Komplo teorilerinde ve dezenformasyonda görülen aydın tembelliği son dönemin küresel siyasi analizlerinde de görülüyor: “yükselen sağ” ve “popülizm”. Ne diyorlar, sağ yükseliyor. Çok teşekkürler, bildiğimiz iyi oldu. Sanki sağın yükselmediği bir dönem varmış gibi. Bu seferki daha bir aşırı sağ diyorlar. O da daha önce hiç eksik olmuş bir şey değil gibi aslında ama hadi bunu yepyeni bir durummuş gibi düşünelim. Öyleyse, aydın ve ilerici kesime düşen bunun neden olduğunu araştırmak ve dünyadaki gelişmelerde bir örüntü yakalamak.

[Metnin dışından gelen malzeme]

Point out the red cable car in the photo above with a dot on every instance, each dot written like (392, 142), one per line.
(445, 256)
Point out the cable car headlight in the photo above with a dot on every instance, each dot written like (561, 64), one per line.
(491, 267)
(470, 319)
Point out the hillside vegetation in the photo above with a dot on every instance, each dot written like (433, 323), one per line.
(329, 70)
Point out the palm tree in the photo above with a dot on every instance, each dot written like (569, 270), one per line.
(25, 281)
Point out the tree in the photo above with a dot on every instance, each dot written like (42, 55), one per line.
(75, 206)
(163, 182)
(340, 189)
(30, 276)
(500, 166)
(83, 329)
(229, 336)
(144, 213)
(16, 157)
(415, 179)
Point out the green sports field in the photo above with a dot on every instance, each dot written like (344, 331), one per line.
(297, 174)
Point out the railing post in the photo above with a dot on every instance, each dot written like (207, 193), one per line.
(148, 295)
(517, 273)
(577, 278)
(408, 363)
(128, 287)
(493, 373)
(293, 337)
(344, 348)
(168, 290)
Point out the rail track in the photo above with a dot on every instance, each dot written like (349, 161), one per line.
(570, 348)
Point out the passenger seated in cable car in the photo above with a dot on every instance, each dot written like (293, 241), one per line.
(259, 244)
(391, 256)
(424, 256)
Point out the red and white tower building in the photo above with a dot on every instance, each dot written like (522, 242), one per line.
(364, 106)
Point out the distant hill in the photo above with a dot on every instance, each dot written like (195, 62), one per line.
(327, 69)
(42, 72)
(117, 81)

Örüntü aslında gayet açık, o kısmına pek itiraz eden yok. Arjantin’de Milei, Hollanda’da Wilders. Macaristan’da Orban, Filipinler’de Duterte zaten bir süredir ortalardaydı. Boris Johnson da herkesi şaşırtmıştı. Fransa’da Marine LePen henüz seçilmedi ama kimse bir sonraki seçim ne olacağını tam kestiremiyor. LePen’e aşırı sağ demek adettendi, şimdi söyledikleri o kadar anaakımca desteklenir oldu ki aşırı sağın boşluğunu doldurmak için Zemmoır ortaya atıldı. Ha tabii, Almanya’da AfD’den bahsettik mi? Örüntü belirgin, peki ya örüntünün arkasında yatan nedenler? İşte orada herkes ayrışmaya başlıyor.

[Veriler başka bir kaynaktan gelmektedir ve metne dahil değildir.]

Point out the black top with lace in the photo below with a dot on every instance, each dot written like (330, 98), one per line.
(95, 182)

Kendi adıma gördüğüm en verimsiz ve üşengeç açıklamalar bu örüntüyü açıklarken sadece romantik birtakım argümanlara sığınıyor: İnsanların ne kadar aptal olduğundan söz edenler, artık dünyadan umutsuz olduğunu söyleyenler, bozgunculuk yapanlar… Böylesi romantik argümanlar kimsenin bir işine yaramıyor. Ne ciddi bir açıklayıcı gücü var ne de işleri nasıl yoluna koyabileceğimize dair bir yol haritası çizebiliyor. İyi bir vicdan rahatlatma çabası, o kadar. İnsanlar aptal, entelektüelimiz çok mahir: bu korkunç dünya içinde aslında her şeyi çok iyi bilen ama sözü bir türlü dinlenmeyen, kıymeti bilinmeyen entelektüel rolü, ufak tefek değişimler için bile ciddi mücadeleleri göze alan bir aydın modelinden daha kolay. Hiç olmazsa daha az riskli. Dolayısıyla yükselen sağ ve artan popülizmin açıklaması yine halk üzerinden yapılıyor. Popülizmdir, komplo teorileridir, yükselen sağdır, odur da budur. Yeter ki sorunu hiç kendimizde aramayalım.

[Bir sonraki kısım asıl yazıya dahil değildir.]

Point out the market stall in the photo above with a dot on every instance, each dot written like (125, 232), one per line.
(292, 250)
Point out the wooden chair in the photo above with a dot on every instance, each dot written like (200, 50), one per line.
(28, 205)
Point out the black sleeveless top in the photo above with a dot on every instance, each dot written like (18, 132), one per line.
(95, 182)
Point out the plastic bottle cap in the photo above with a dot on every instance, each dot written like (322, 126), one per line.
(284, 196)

Öyleyse yine sorulacak bir sürü soru: herkes kandırılıyor, herkes tuzağa düşüyor da biz düşmüyor muyuz? Madem halk hep kolay ikna ediliyor, bizim aydınımız neden birilerini ikna ederken zorlanıyor? Yükselen bir aşırı sağ var ve belli ki dünyada halktan destek görüyor. Çare halkı daha da küçümsemek ve halkın yöneldiği her şeyi popülizmle suçlamak mı, yoksa halkı bir alternatif olduğuna ikna edebilmek mi? Çözüm fildişi kulelerimizden mi çıkacak yoksa kamusal alandaki tartışmalardan mı? Altı oktan biri olan halkçılığı bir kenara bırakıp şu veya bu ülkenin halkı beklemediğimiz tercihlerde bulundu veya beklemediğimiz teorilere inanıyor diye mızıkçılık ve istemezükçülük mü oynayacağız, yoksa Cumhuriyetin, Atatürk Devrimleri’nin asıl unsuru olan halkın entelektüeller ile barışmasına katkı mı sağlayacağız? Her yerde sağ yükseliyor, popülizm çıkıyor diye herkesin yapabildiği bir gözlemi analiz diye yutturup kenara çekilmek mi yoksa bunların nedenlerini tartışarak, bağlamına oturtarak hem kendimizi hem de toplumu daha iyi anlamak mı? Akıl ve bilimi bize miras bırakan Cumhuriyetin ikincisini salık verdiğini hissediyorum.